Most of the code is pretty straightforward and is already explained in part 1 of this series. We’ll do a brief look over the code now:

self.current_epoch = None
self.writer_real = None
self.writer_fake = None
self.criterion = None
self.opt_gen = None
self.opt_disc = None
self.discriminator = None
self.generator = None
self.latent_dim = latent_dim
self.batch_size = batch_size
self.num_epochs = num_epochs

self.device = torch.device(
    "cuda"
    if torch.cuda.is_available()
    else "mps" if torch.backends.mps.is_available() else "cpu"
)
self.out_channels = 1

Initializing the required class variables and setting device agnostic code so that GPU is used whenever available.

# Define the transforms
self.transform = transforms.Compose(
    [
        transforms.Resize(64),
        transforms.CenterCrop(64),
        transforms.ToTensor(),
        (
            transforms.Normalize(
                [0.5 for _ in range(self.out_channels)],
                [0.5 for _ in range(self.out_channels)],
            )
        ),
    ]
)

Defining the transformation that will be applied to the whole dataset. Here the notable points are the 2 for loops. This is necessary since until now we were working with images with 1 channel but now we will also be working with images with RGB color channels so in that case we define the mean and std for each channel.
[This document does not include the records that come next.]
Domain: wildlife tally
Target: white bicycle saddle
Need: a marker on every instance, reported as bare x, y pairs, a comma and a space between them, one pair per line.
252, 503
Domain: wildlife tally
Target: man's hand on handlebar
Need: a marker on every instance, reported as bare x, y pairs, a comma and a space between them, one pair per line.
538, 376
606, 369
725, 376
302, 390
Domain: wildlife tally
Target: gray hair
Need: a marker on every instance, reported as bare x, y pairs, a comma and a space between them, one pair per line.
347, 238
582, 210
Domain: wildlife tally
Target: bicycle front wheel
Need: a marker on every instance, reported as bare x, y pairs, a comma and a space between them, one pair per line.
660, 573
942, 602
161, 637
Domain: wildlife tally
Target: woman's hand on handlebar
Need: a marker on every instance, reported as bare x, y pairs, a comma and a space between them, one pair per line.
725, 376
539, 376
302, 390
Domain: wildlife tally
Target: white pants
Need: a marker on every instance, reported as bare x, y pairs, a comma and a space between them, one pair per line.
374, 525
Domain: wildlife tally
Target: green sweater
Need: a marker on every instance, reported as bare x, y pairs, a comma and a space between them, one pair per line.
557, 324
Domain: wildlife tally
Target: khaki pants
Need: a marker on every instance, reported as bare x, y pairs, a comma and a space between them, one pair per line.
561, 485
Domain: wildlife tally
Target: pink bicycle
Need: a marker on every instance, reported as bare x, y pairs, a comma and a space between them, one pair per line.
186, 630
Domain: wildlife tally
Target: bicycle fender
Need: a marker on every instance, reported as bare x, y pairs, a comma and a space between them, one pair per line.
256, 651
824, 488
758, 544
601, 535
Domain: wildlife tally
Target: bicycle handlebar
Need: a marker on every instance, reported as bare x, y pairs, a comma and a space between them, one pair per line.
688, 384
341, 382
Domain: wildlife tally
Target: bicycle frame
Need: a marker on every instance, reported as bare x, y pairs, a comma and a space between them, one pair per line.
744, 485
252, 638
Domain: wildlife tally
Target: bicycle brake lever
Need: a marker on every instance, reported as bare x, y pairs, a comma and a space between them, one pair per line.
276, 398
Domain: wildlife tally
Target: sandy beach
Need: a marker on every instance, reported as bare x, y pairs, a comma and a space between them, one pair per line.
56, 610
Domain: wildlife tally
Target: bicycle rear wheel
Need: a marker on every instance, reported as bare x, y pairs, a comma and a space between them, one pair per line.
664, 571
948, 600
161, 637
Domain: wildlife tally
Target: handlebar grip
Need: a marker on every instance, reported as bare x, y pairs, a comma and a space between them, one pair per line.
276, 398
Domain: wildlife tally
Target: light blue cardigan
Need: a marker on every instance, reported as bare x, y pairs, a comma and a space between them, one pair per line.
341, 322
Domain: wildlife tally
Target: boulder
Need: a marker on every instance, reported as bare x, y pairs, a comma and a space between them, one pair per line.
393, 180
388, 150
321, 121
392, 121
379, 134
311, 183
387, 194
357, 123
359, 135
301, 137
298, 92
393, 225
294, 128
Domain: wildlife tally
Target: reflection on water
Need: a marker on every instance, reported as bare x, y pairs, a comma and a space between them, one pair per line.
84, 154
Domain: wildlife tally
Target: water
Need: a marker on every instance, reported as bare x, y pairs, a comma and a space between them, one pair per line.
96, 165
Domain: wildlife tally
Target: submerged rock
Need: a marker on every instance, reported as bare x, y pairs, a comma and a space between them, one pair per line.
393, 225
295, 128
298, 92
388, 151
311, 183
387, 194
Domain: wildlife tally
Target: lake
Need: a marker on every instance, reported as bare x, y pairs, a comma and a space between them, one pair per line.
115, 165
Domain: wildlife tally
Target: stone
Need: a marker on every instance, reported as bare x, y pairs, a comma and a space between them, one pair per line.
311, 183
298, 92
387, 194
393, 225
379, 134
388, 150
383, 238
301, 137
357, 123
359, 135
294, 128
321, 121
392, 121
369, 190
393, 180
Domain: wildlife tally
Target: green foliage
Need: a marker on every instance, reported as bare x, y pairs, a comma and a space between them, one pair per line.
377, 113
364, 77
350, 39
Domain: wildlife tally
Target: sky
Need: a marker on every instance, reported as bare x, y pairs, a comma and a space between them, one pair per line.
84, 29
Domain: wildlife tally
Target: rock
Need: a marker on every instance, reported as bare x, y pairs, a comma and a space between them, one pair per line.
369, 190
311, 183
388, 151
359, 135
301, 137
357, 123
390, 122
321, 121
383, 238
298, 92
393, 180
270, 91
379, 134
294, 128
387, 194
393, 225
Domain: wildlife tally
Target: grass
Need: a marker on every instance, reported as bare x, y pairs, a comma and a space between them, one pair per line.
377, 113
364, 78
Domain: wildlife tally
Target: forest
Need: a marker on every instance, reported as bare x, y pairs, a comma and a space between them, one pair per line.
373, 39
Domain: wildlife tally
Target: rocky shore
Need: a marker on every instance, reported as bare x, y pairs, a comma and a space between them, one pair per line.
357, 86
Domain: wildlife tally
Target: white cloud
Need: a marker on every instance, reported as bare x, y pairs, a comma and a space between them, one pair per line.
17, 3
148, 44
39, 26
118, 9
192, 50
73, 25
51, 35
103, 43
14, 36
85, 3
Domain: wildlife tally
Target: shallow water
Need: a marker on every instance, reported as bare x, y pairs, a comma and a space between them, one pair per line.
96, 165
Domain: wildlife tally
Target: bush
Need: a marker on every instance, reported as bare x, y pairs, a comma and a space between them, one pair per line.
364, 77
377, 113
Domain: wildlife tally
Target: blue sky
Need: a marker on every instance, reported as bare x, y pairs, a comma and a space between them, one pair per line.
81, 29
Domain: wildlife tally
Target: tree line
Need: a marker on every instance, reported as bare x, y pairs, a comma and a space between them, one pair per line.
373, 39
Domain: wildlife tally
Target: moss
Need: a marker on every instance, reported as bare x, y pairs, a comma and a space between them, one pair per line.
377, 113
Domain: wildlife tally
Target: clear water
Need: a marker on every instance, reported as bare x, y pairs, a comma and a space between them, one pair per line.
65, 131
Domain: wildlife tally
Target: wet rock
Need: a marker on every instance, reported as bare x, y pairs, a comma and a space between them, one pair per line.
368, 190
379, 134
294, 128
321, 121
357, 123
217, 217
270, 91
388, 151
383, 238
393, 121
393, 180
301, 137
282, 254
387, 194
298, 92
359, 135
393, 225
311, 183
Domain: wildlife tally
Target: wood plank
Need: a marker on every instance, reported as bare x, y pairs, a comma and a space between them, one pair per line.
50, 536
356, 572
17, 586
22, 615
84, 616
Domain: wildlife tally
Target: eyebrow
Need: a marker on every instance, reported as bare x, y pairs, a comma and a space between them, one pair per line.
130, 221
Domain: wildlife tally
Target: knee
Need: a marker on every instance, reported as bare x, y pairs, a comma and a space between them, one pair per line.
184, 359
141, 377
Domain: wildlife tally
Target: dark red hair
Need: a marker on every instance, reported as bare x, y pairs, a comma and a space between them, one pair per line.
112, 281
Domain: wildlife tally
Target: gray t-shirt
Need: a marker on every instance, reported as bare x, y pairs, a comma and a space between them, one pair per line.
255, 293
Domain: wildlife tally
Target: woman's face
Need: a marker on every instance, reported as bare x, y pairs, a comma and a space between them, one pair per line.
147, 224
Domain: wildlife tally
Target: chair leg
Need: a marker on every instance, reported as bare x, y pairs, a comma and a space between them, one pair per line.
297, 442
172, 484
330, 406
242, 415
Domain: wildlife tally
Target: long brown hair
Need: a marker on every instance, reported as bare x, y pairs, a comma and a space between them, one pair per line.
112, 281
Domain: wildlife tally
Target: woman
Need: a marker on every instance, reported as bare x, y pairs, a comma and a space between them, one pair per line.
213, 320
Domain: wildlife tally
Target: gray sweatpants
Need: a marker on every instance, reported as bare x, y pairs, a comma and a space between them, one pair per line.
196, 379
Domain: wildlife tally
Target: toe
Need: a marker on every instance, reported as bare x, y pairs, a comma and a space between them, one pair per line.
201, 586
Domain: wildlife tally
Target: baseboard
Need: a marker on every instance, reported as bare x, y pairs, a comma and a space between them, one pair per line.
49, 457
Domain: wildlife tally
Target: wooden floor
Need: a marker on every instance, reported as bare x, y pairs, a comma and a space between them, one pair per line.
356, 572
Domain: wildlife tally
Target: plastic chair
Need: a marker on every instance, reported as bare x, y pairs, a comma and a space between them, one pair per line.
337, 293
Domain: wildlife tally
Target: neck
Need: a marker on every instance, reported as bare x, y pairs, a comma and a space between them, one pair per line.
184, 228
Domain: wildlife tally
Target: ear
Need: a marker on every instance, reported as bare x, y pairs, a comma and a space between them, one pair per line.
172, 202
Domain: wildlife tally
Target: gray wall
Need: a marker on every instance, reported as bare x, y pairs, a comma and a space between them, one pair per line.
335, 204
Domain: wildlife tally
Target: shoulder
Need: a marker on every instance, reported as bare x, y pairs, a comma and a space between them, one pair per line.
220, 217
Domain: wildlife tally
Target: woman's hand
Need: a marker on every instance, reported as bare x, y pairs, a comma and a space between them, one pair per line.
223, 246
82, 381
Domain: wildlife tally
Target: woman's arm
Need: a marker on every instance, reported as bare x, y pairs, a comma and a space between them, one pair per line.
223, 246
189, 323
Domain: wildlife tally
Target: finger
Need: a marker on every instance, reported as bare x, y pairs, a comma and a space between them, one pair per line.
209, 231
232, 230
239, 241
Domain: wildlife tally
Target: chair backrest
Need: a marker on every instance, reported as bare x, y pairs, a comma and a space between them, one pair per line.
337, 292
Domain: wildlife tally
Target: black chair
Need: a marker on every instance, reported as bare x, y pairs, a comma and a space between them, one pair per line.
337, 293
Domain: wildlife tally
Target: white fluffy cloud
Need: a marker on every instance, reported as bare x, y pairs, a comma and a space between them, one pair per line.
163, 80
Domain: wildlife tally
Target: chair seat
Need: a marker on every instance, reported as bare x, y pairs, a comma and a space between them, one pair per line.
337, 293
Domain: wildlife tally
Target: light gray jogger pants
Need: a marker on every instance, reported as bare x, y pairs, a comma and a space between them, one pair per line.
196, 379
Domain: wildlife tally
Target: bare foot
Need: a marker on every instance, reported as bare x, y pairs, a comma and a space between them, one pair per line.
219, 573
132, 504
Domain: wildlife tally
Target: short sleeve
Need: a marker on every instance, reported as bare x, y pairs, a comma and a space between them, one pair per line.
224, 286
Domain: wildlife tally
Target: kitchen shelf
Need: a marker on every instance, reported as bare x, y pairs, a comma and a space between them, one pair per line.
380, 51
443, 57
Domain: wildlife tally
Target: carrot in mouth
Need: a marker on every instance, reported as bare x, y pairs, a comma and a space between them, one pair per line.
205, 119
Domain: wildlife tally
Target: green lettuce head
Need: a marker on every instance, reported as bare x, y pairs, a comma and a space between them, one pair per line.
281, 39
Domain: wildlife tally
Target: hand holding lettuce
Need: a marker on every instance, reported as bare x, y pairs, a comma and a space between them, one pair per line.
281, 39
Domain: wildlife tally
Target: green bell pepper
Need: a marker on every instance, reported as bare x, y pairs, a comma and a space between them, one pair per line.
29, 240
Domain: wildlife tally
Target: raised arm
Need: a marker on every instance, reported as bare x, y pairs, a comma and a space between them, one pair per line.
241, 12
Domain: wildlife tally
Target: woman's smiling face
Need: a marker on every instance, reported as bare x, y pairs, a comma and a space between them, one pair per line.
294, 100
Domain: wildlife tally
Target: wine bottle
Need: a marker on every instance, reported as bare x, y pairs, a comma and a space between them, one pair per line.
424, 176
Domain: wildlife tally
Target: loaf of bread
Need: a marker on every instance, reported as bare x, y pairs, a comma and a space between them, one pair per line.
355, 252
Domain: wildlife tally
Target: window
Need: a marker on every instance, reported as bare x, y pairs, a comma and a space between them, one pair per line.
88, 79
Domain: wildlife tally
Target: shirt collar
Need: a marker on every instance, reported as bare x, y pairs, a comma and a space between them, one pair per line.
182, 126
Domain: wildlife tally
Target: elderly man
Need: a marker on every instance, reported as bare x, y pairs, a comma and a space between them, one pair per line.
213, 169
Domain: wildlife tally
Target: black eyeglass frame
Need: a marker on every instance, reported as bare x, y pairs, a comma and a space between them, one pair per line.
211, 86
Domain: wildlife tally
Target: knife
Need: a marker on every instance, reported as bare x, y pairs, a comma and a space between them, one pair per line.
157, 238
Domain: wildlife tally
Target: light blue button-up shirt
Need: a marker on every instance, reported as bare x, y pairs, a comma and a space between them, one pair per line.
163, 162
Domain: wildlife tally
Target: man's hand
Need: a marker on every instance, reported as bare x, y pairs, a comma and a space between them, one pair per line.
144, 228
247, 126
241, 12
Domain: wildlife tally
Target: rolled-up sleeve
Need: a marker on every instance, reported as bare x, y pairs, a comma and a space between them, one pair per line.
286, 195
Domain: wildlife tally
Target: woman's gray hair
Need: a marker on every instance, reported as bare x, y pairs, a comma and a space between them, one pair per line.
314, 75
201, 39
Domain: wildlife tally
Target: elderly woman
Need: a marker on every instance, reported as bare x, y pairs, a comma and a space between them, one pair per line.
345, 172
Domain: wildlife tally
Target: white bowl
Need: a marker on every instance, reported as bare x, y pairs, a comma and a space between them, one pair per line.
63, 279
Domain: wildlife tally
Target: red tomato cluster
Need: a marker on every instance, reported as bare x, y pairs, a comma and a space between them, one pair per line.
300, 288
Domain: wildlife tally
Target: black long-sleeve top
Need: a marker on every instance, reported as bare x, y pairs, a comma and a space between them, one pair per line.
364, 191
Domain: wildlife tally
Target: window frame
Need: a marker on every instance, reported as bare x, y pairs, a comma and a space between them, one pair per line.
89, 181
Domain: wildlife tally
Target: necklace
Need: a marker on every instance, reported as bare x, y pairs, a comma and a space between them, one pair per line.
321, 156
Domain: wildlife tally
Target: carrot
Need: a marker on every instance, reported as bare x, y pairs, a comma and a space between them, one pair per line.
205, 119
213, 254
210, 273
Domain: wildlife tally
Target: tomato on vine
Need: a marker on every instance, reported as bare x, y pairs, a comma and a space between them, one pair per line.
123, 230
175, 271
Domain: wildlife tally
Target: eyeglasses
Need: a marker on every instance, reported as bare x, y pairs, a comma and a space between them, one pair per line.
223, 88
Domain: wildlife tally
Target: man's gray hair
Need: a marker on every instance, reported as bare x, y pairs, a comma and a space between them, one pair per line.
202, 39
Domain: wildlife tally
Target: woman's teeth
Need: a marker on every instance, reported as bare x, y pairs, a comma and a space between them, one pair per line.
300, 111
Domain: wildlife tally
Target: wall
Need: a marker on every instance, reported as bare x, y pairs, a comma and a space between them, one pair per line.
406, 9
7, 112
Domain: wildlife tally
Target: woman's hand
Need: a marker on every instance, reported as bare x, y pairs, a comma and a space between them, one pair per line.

So if we want to train some other dataset like the CELEBA dataset, we will set the self.out_channels to 3.

# Set the seed for reproducibility
torch.manual_seed(42)
# Generate fixed noise for generating images later
self.fixed_noise = torch.randn((self.batch_size, self.latent_dim, 1, 1)).to(
    self.device
)

self.dataset = datasets.MNIST(
    root="Data/", transform=self.transform, download=True
)

# Create a data loader
self.loader = DataLoader(self.dataset, batch_size=self.batch_size, shuffle=True)

We set the manual seed for the reproducibility of results and create a fixed noise that will be used to evaluate our generator’s training. Then we initialize the dataset using torchvision.datasets sub-module and then create a dataloader from this dataset.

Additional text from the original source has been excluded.